P1.51 Improving Short Term Precipitation Forecasting through recognition of satellite based signatures combined with analysis of upper air and surface data

Monday, 1 August 2005
Regency Ballroom (Omni Shoreham Hotel Washington D.C.)
John Simko, NOAA/NESDIS, Camp Springs, MD

In most cases, short term numerical model quantitative precipitation forecast guidance for heavy rainfall events is reliable. There are times however when model precipitation forecast guidance is not quite as accurate as it could be due to its inherent limitations. Examples of these limitations include systems affecting the West Coast of the United States where the lack of data over the Pacific Ocean can have an adverse affect on model initialization and the subsequent short term precipitation forecast. Sub-grid scale processes, such as those modeled by convective parameterization schemes, can also lead to model forecast errors and poor short term rainfall forecasts.
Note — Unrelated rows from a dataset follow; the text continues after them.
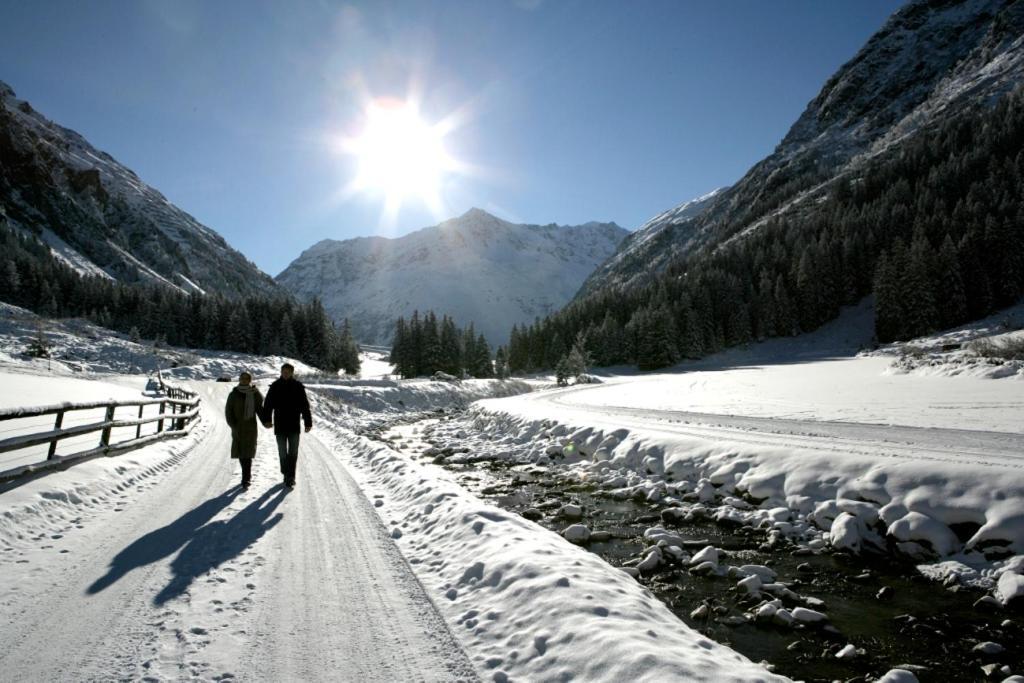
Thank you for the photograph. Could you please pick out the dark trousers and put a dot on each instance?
(247, 470)
(288, 452)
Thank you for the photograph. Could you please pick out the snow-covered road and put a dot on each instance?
(188, 578)
(953, 445)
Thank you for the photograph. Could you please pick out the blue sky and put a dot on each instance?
(567, 111)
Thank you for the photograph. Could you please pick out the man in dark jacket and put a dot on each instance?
(286, 402)
(244, 403)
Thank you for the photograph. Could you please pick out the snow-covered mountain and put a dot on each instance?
(477, 268)
(663, 237)
(930, 60)
(100, 218)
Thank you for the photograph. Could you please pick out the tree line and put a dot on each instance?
(424, 345)
(33, 279)
(934, 230)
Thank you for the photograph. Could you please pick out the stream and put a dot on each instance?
(894, 616)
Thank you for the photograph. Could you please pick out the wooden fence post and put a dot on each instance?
(53, 444)
(104, 437)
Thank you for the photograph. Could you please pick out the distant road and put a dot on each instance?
(956, 445)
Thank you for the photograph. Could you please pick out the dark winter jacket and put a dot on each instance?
(286, 401)
(243, 431)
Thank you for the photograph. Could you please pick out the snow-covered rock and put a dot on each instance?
(808, 615)
(577, 534)
(707, 554)
(923, 537)
(898, 676)
(1010, 588)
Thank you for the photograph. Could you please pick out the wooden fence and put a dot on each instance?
(178, 411)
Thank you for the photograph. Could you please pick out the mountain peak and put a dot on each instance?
(476, 213)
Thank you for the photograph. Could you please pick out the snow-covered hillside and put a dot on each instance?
(78, 347)
(100, 218)
(929, 61)
(667, 233)
(477, 268)
(931, 463)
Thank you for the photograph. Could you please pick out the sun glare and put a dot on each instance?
(399, 156)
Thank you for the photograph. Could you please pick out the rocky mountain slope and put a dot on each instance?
(477, 268)
(99, 217)
(932, 59)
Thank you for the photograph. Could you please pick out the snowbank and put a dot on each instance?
(525, 603)
(391, 396)
(805, 426)
(58, 502)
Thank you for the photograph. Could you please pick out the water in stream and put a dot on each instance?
(915, 624)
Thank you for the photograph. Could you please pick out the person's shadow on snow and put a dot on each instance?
(160, 543)
(219, 542)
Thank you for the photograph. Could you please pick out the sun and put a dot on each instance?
(399, 156)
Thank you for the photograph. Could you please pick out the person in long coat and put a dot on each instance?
(245, 403)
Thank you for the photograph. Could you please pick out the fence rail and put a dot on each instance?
(179, 410)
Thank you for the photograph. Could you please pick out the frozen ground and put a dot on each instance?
(169, 572)
(78, 347)
(929, 464)
(156, 566)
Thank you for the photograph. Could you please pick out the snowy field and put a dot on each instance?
(78, 347)
(521, 602)
(24, 389)
(858, 453)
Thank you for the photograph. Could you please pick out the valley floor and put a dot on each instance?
(173, 572)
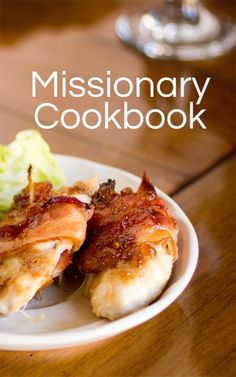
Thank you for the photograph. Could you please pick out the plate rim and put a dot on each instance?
(74, 337)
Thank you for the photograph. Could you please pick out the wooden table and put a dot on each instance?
(195, 336)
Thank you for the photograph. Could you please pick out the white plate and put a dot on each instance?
(60, 322)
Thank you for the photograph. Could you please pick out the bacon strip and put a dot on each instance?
(118, 222)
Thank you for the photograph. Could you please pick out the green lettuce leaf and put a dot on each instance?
(27, 148)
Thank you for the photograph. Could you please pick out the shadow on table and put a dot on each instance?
(19, 18)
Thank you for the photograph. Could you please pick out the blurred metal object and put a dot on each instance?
(180, 29)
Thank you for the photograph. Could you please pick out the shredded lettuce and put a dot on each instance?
(27, 148)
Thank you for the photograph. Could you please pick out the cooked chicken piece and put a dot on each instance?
(37, 240)
(129, 251)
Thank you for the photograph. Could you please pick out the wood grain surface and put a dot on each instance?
(195, 336)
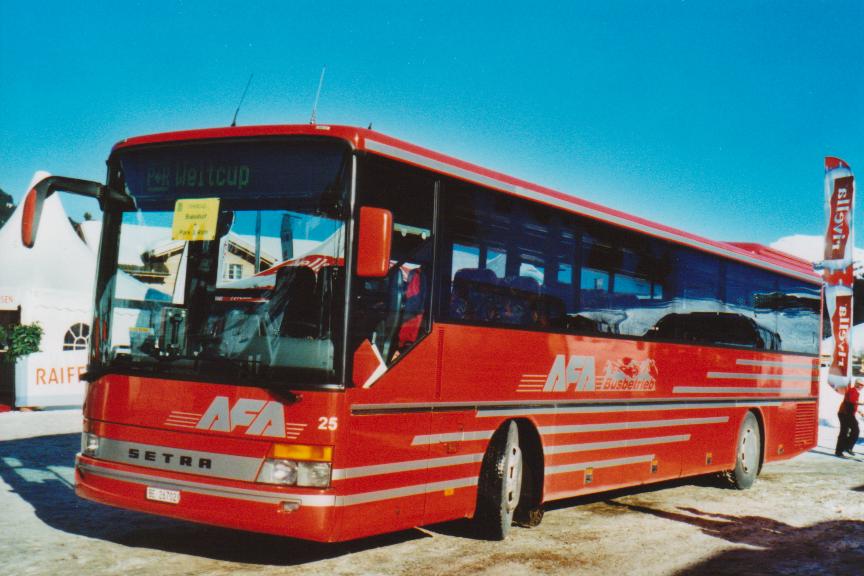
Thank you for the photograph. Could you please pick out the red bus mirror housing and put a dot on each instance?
(30, 214)
(32, 210)
(373, 250)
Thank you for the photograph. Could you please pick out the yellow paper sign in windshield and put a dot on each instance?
(195, 219)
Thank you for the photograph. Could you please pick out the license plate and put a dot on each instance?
(163, 495)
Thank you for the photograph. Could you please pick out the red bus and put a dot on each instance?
(326, 333)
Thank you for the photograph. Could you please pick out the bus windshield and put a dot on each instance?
(231, 266)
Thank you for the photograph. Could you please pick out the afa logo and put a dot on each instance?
(629, 374)
(259, 417)
(579, 373)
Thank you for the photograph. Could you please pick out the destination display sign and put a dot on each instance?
(254, 169)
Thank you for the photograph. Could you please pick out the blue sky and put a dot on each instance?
(708, 116)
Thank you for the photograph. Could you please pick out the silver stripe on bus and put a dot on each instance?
(312, 500)
(589, 446)
(807, 379)
(735, 390)
(498, 407)
(414, 490)
(743, 362)
(426, 439)
(317, 500)
(405, 466)
(564, 468)
(571, 206)
(218, 465)
(633, 425)
(664, 404)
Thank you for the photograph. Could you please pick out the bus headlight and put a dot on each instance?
(89, 444)
(297, 465)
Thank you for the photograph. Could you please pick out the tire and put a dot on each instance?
(500, 484)
(748, 454)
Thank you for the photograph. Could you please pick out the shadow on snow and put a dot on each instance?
(772, 547)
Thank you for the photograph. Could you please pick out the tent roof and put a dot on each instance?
(59, 259)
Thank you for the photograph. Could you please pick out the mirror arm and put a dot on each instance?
(103, 194)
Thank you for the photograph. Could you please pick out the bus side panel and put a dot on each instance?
(383, 481)
(613, 412)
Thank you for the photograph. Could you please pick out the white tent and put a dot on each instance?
(52, 284)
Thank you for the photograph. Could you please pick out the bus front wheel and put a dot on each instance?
(748, 452)
(500, 483)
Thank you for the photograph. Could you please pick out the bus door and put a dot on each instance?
(394, 360)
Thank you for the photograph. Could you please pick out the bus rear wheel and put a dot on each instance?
(500, 484)
(748, 454)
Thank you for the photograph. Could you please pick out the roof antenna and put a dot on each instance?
(314, 119)
(248, 82)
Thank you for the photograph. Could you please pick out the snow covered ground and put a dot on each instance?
(804, 516)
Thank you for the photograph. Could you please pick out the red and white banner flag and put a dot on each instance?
(837, 265)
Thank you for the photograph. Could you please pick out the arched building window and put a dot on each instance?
(77, 337)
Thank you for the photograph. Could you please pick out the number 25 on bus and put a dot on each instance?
(326, 333)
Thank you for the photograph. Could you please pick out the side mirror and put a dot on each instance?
(48, 185)
(373, 250)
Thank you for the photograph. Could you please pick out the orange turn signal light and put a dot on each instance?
(301, 452)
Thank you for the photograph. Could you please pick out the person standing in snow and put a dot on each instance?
(848, 422)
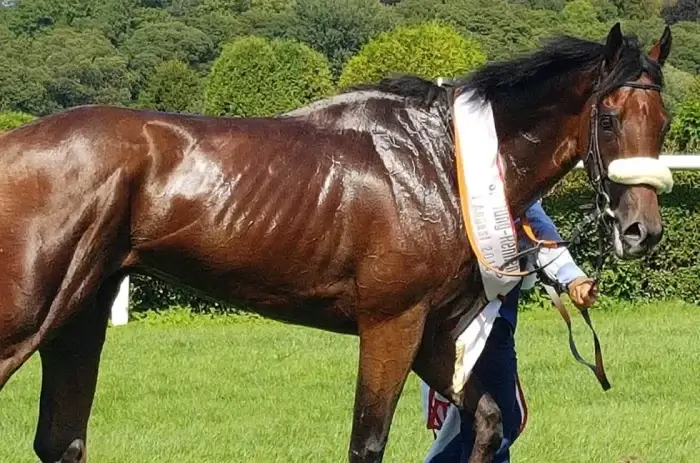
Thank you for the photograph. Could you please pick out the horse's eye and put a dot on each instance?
(606, 122)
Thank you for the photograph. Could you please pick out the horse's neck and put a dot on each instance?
(536, 159)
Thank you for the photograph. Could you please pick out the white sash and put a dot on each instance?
(487, 218)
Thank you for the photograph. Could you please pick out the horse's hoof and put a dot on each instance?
(75, 453)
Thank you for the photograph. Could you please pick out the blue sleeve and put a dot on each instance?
(542, 225)
(563, 270)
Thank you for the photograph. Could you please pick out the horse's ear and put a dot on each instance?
(661, 49)
(613, 46)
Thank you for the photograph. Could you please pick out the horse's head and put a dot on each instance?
(624, 133)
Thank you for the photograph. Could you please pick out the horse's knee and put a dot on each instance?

The recognition of a developing heavy rainfall event can be obtained through the Geostationary Operational Environmental Satellites (GOES) Infrared/Visible Channels along with analysis of data received from the Defense Meteorological Satellite Program (DMSP) Special Sensor Microwave Imager (SSM/I), the National Oceanic Atmospheric Administration (NOAA) Advanced Microwave Sounder Unit (AMSU), and the National Aeronautics and Space Administration (NASA) Tropical Rainfall Measuring Mission (TRMM) polar orbiting satellites. In some of these cases the use of satellite data combined with surface and upper air data analysis near the beginning of the precipitation event or even just prior to the onset of the event can improve short term quantitative precipitation forecasts in both location and quantity and serve as an alert to the potential of an excessive rainfall event.